East Riding of Yorkshire Council has added six new trailer-mounted pumps to its armoury to help tackle flooding events as they arise anywhere in the East Riding.

The pumps cost £145,000 in total and were procured with the assistance of the council’s procurement officers.

It is the council’s intention to base a pump at each of its six depots in Beverley, Bridlington, Goole, Hedon, Market Weighton and Willerby and rotate, as necessary.

Two of the pumps working together will provide the same pumping capacity as the high volume pumps used by Humberside Fire and Rescue and are capable of pumping 970 cubic metres per hour.

All six pumps working together are capable of emptying 10,000 bathtubs in one hour.

Councillor Chris Matthews, cabinet portfolio holder for infrastructure, highways and emergency planning at East Riding of Yorkshire Council, said: “The council is committed to doing all it can to reduce the risk of flooding in the East Riding and to provide a robust response when an incident occurs.

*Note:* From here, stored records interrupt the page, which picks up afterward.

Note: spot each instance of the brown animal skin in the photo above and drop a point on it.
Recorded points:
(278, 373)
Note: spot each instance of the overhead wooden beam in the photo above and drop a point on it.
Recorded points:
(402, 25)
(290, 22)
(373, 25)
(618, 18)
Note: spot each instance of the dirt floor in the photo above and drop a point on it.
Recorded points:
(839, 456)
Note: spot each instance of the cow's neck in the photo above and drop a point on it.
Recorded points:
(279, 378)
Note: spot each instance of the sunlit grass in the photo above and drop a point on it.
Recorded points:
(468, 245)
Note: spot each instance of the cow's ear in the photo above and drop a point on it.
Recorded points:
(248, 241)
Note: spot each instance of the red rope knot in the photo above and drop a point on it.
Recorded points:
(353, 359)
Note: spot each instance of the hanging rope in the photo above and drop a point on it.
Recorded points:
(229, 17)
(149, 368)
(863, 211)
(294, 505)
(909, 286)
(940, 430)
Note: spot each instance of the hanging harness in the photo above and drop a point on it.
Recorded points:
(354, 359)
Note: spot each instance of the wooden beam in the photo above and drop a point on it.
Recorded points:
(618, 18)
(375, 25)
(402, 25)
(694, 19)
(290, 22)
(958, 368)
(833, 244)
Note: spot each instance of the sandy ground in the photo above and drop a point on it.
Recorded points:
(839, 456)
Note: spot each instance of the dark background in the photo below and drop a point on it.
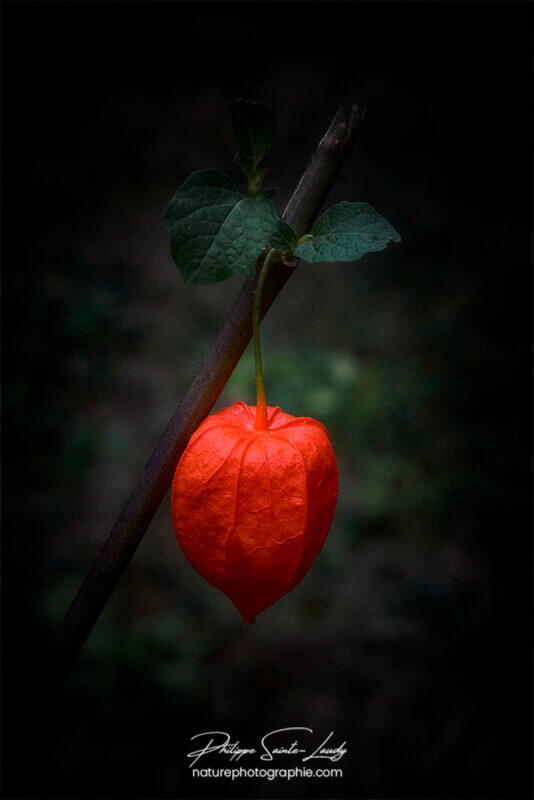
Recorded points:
(410, 637)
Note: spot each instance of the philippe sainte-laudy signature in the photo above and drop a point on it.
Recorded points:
(296, 741)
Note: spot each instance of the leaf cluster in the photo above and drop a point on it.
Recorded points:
(216, 231)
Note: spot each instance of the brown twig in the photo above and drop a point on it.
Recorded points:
(206, 387)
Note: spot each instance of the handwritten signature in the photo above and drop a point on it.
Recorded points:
(271, 745)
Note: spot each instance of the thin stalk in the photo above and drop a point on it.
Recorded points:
(232, 339)
(260, 423)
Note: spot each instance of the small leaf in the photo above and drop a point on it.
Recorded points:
(346, 232)
(254, 129)
(215, 231)
(283, 237)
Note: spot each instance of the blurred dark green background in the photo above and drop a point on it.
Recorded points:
(410, 636)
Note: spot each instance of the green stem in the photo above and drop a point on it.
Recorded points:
(260, 423)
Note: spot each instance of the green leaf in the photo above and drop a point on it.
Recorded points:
(266, 193)
(215, 231)
(346, 232)
(283, 237)
(254, 129)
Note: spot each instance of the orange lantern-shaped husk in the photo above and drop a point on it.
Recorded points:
(252, 508)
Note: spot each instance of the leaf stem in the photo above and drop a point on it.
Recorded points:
(260, 423)
(206, 386)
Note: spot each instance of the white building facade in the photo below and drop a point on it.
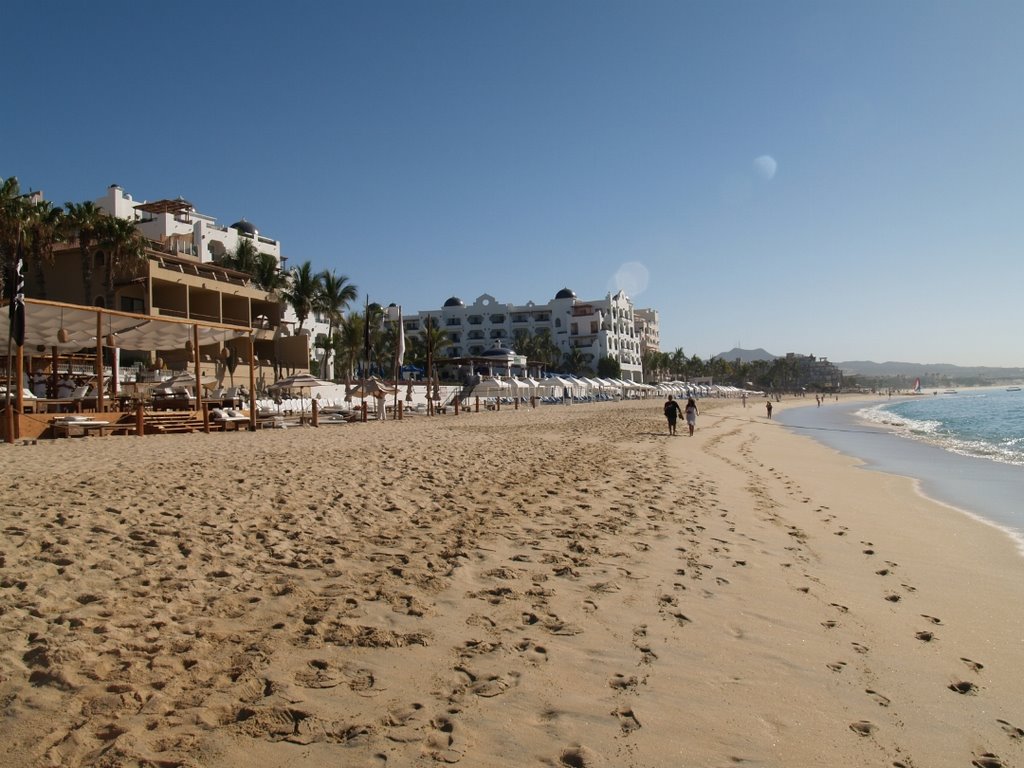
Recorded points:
(600, 328)
(188, 233)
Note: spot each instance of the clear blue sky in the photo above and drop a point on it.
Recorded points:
(838, 178)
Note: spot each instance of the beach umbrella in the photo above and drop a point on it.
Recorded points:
(373, 387)
(188, 380)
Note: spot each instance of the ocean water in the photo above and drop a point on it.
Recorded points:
(984, 423)
(965, 450)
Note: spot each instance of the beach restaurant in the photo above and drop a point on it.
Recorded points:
(64, 339)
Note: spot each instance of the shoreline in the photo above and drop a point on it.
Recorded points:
(561, 588)
(985, 491)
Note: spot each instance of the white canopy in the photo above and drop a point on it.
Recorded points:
(43, 321)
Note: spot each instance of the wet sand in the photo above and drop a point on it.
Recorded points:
(560, 587)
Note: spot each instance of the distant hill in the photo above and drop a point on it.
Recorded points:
(892, 368)
(925, 371)
(745, 355)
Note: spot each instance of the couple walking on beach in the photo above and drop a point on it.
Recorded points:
(672, 411)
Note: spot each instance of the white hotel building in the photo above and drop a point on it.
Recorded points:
(600, 328)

“Over the past few years our area has borne the brunt of some of the worst inclement weather seen anywhere in the country and we have more than our fair share of localised flooding.

“Hopefully this new equipment, our investment in more than a hundred flood alleviation schemes and our continuing work alongside our partners will provide residents with a bit more peace of mind.

“These pumps will be located at council depots throughout the area, allowing us to provide rapid deployment to required locations.”

The new pumping equipment is the latest purchase by the council to provide a more proactive response to the issue of flooding and flood prevention, with the authority buying four new gully tankers last summer for around £700,000.

The council is also looking to procure additional small submersible pumps for use in emergency situations.

The news comes six months since the worst floods for generations hit Burton Fleming.

When the Gypsey Race broke its banks just before Christmas, residents battled through torrents up to 18 inches deep which flowed through the streets. Many of Burton Fleming’s 363 properties were flooded and more than 2,000 sandbags were used to try and protect homes and businesses. Now life is slowly returning to normal for most villagers.